Google Sheets Schema

Column Type Example Notes
Lead ID Text AP-110426-0001 Auto-generated — required
Name Text James Carter Required field
Email Text james.carter@acmecorp.com Required — deduplication key
Phone Number Text “(512) 867-5309” Quoted to preserve format
Company Name Text Acme Corp Required field
Job Title Text VP of Marketing Optional — flagged if missing
Website / LinkedIn URL linkedin.com/in/jamescarter Optional
Address Text Austin, TX City + State/Country only
Company Summary Text B2B SaaS, marketing automation Optional — AI-generated
Relevant Partner Text HubSpot Optional

Customization Ideas

  • Multiple Apify actors: Chain this workflow for Apollo, LinkedIn, or Instagram scrapers all feeding one clean sheet.
  • Apify webhook: Replace the Wait node with an Apify webhook that POSTs results to n8n instantly — more reliable at scale.
  • CRM push: Add a HubSpot or Salesforce node after Google Sheets to sync validated leads directly to your CRM.
  • Lead scoring: Extend the Gemini agent prompt to assign a 1–10 score based on title, industry, and company size.
  • Slack alerts: Replace Telegram with a Slack node to post batch reports to your #leads channel.

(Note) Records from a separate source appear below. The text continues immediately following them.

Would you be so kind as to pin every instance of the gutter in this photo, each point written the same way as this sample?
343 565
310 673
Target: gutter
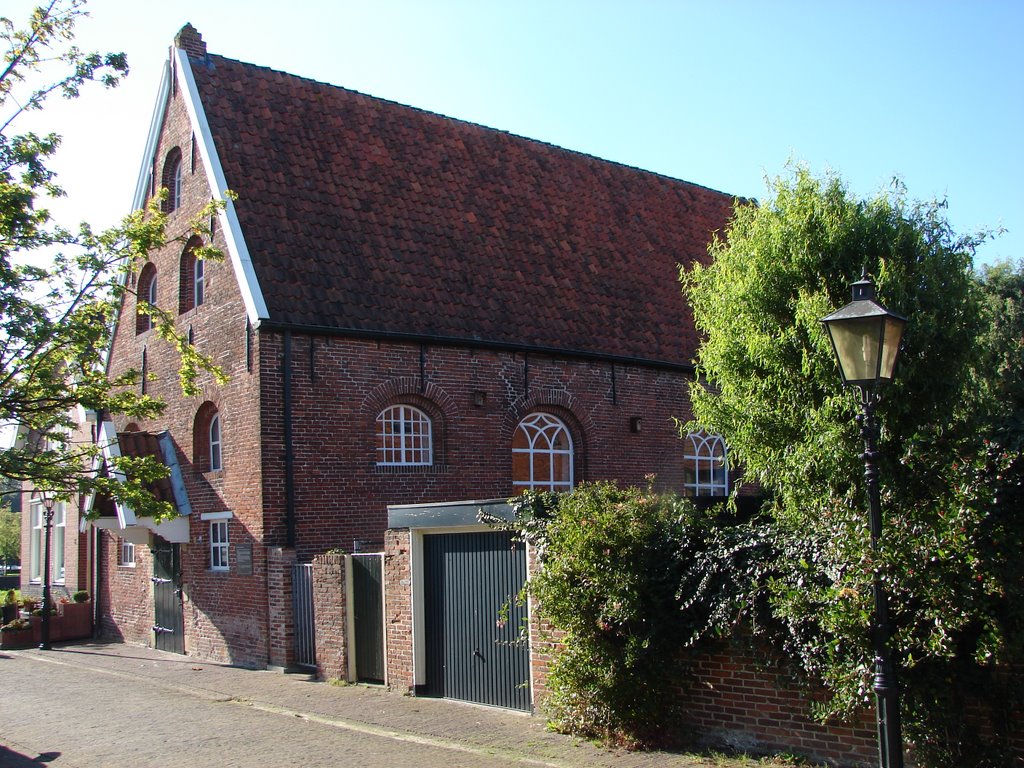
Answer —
435 340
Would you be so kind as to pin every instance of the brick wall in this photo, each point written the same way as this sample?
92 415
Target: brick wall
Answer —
330 607
281 640
340 385
225 613
742 698
398 610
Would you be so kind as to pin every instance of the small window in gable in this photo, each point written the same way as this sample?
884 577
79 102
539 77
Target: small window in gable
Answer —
171 179
542 454
403 437
208 439
192 286
215 464
706 465
219 546
145 293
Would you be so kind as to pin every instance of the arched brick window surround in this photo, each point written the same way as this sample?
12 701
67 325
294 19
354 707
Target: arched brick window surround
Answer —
208 436
145 292
542 454
706 465
404 436
433 401
192 286
171 179
561 406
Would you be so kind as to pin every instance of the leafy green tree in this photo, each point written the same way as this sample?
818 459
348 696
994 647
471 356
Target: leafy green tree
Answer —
950 464
631 580
60 290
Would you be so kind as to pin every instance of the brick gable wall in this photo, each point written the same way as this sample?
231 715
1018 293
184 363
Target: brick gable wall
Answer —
225 614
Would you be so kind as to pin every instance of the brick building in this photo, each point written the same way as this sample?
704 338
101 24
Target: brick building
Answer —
415 312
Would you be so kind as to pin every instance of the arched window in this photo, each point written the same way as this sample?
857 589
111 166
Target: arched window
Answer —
404 437
192 287
145 292
215 463
208 439
706 465
172 180
542 454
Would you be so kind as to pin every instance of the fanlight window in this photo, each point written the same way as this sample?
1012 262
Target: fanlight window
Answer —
542 454
706 468
403 437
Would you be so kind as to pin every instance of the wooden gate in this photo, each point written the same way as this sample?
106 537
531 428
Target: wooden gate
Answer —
472 620
302 614
169 627
368 616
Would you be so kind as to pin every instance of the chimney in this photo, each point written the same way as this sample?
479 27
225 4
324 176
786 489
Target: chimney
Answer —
190 42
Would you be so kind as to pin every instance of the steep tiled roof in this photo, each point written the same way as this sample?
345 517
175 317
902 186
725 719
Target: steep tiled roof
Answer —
366 215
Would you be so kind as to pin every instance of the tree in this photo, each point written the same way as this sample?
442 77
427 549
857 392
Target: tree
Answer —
60 291
950 444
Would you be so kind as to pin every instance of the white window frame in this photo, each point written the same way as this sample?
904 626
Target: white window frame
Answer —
404 437
219 545
199 288
214 437
36 542
543 432
709 457
126 554
58 532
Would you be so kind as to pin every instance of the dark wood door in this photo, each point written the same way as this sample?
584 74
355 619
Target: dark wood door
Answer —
168 627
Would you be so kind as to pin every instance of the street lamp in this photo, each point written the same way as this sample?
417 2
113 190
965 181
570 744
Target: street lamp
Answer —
44 641
865 338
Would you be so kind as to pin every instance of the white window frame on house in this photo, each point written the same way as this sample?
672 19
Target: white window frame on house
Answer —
199 288
549 443
404 437
219 545
126 554
36 542
58 540
706 465
216 460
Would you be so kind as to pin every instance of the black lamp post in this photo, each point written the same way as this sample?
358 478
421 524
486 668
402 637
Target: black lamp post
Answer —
44 642
865 338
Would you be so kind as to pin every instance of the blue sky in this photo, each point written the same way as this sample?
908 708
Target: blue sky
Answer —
723 94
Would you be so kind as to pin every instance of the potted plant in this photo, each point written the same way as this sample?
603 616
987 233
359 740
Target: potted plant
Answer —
10 607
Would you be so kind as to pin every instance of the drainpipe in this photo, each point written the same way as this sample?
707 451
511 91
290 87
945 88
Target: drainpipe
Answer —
289 448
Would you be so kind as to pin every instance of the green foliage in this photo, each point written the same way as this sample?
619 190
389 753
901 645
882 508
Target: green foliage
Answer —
61 291
633 580
950 445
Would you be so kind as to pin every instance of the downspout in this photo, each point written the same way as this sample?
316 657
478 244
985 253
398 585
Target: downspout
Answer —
289 448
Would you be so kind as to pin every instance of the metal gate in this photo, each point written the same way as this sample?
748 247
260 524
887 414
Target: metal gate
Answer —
472 620
368 616
169 626
302 613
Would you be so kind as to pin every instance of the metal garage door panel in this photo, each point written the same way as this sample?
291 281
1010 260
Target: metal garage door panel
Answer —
472 619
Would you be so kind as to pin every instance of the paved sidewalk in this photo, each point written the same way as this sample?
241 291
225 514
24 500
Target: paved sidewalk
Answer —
467 732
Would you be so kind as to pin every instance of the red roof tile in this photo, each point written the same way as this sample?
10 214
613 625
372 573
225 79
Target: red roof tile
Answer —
366 215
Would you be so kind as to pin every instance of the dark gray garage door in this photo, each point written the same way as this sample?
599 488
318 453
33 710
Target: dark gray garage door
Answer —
472 620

Skip the Build — Get the Template

Full workflow JSON, Setup Guide PDF, and Credentials Guide PDF — ready to import and activate.

Get the Template — $14.99 →

Troubleshooting

  • Agent returns empty output: Check Gemini API key validity and confirm model name (gemini-1.5-flash or gemini-1.5-pro).
  • Apify GET returns empty array: Actor still running — increase Wait to 60–120s or switch to Apify webhooks.
  • Google Sheets “Not found”: Verify Document ID and Sheet GID in both tool nodes match the actual URL.
  • Telegram not sending: Confirm bot token is valid and Chat ID is numeric (check with @userinfobot).
  • Memory key error: Static session key is intentional for sub-workflow isolation — change to dynamic if needed.